4. türkiye de bulunan konaklama yerlerinde göstermiş oldukları kaprisleri veya egoları acaba orada da gösterebilmişlermidir.?
bu maddeler çok sıralanabilir.
bizde ucuz olsun 4 dörtlük hizmet alalım mantığı olduğu müddetce zor.

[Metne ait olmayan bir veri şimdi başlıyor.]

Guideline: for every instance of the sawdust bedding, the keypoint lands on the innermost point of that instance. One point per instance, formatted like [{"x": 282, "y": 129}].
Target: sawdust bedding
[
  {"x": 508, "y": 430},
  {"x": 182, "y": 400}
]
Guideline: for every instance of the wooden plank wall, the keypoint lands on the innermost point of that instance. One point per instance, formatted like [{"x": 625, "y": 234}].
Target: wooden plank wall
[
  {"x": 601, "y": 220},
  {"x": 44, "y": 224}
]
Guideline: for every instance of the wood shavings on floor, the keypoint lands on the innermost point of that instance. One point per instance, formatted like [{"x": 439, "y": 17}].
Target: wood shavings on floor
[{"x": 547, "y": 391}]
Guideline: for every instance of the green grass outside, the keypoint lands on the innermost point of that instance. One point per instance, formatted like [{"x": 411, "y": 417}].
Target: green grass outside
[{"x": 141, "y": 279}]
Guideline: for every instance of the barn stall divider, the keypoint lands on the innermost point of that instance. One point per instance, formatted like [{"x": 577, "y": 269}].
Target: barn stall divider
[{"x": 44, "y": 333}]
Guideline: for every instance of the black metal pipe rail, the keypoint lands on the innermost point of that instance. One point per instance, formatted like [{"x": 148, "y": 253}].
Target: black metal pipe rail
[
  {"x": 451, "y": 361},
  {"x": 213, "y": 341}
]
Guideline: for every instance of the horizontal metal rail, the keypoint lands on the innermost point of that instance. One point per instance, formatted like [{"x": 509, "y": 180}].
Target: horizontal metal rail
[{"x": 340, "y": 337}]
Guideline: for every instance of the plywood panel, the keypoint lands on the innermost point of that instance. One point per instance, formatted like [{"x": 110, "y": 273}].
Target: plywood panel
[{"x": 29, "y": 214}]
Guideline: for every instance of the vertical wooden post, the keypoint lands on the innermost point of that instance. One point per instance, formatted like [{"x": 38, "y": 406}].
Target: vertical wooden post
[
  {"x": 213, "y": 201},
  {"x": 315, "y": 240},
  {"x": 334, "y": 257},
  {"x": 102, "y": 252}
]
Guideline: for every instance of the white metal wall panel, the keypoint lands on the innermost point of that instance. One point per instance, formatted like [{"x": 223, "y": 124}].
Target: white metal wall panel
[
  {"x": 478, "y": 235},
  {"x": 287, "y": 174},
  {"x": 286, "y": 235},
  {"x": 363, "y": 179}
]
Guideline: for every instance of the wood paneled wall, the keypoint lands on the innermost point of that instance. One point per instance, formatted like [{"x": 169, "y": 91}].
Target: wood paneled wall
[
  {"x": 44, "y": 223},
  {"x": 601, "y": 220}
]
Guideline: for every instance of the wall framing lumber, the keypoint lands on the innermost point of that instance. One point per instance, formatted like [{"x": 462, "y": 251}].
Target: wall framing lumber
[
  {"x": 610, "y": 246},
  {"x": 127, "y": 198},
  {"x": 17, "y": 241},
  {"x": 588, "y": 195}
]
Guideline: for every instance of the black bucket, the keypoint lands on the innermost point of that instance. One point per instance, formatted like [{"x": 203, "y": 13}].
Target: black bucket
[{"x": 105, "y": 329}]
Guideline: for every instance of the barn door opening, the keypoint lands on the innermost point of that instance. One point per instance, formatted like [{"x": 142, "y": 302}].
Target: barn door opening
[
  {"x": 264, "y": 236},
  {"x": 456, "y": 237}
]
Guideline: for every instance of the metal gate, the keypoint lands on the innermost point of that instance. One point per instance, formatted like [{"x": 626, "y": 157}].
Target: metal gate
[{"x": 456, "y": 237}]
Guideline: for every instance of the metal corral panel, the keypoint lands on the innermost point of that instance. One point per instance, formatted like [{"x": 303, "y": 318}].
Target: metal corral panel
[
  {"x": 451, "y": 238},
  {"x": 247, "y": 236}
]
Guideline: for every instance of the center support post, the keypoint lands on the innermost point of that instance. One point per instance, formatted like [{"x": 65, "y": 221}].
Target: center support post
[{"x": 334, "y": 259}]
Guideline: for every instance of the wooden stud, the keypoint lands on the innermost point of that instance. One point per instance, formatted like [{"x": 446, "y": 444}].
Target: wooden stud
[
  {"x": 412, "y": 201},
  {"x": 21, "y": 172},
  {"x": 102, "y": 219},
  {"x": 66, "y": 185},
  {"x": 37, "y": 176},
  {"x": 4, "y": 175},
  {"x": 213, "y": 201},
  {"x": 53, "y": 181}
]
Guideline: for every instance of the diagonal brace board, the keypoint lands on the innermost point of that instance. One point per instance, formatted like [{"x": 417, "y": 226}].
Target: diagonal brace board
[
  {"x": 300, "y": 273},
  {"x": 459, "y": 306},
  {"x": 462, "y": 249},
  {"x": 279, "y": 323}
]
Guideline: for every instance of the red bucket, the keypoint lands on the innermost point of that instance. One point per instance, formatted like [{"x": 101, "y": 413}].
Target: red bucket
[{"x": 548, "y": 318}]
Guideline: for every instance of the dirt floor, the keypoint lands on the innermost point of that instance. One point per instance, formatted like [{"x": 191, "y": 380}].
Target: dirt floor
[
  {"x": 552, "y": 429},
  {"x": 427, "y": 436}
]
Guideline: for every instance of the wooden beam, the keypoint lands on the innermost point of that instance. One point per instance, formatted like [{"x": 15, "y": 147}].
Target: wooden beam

belki bazı arkadaşların zoruna gidecek ama türkiye deki oteller, hizmet, doğa ve tarihi yerler hiç bir yerde yok ancak buraların korunması ve işletilmesi konusunda sıkıntılar var sanırım onlarda zamanla düzelir işallah.....
saygılarımla.....
-
Sadece deniz,güneş, kum diye turizm yaparak ancak buraya kadar gelinirdi.
-
Bence turk turizmindeki en onemli sorun plansiz buyume.Bence cogu otel sahibi yatirimlara fizibilite calismasi yapmadan karar veriyorlar. Bazen sadece prestij amacli yatirim yapanlar bile var. Yatirimlari en kisa surede yani 1 yada 2 sene icinde cikarmaya calisiyoruz. Buna ac gozluluk demek. Turisti kaziklanacak insan olarak goruyorlar. Once hizmet vereceksin sonra o sana gelir olarak geri doner. Uzun seneler sonra Cesme de ailemle tatile gittik. Tabiki bayramdan once. Otel yerine sehir icinde bir pansiyonda kaldik. Ve her gunumuzu odanin disinda tum koylari gezerek gecirdik. Sabahlari firindan boyoz yumurta yiyerek cayla beraber Cinar altinda kahvalti yaptik. Cok muhtesemdi. Luks bir otelden kalmaktan daha cok zevk aldik. Boylece esnafta kazandi sadece otel sahibi degil. Odanin manzarasinin ne onemi var eger butun gununuzu odada gecirmiyorsaniz. Yunan adalarinda Turklere insan muamelesi yapiyorlar yolunacak kaz degil.
-
Elinize sağlık Serdar bey, bir cümleyle en doğru analiz!
-
En önemli nedenler bunlar mı? Siz bilmiyorsanız en önemli nedenleri, bu yazıları bilenler yazsın.
-
Hepimizin söylemeye çalıştığı söylemler benzer aslında.Ama artık gerçekten kara tarafında Otel fiyatları yüzde 25-50 yükseldi.
-
Eda Hanım,
Çok güzel bir analiz yapmışsınız. Benim kişisel görüşüm bizim millet olarak ekonomi ve ticaret konusunu henüz keşfetmemiş hizmeti de anlamamış olduğumuzdur. Tesadüf bu konuyla ilgili hazırladığım yazımı Pazartesi yollamış olacağım.
-
Tüketim toplumu olduk, artık hiç bir şey bizi memnun etmeyecek.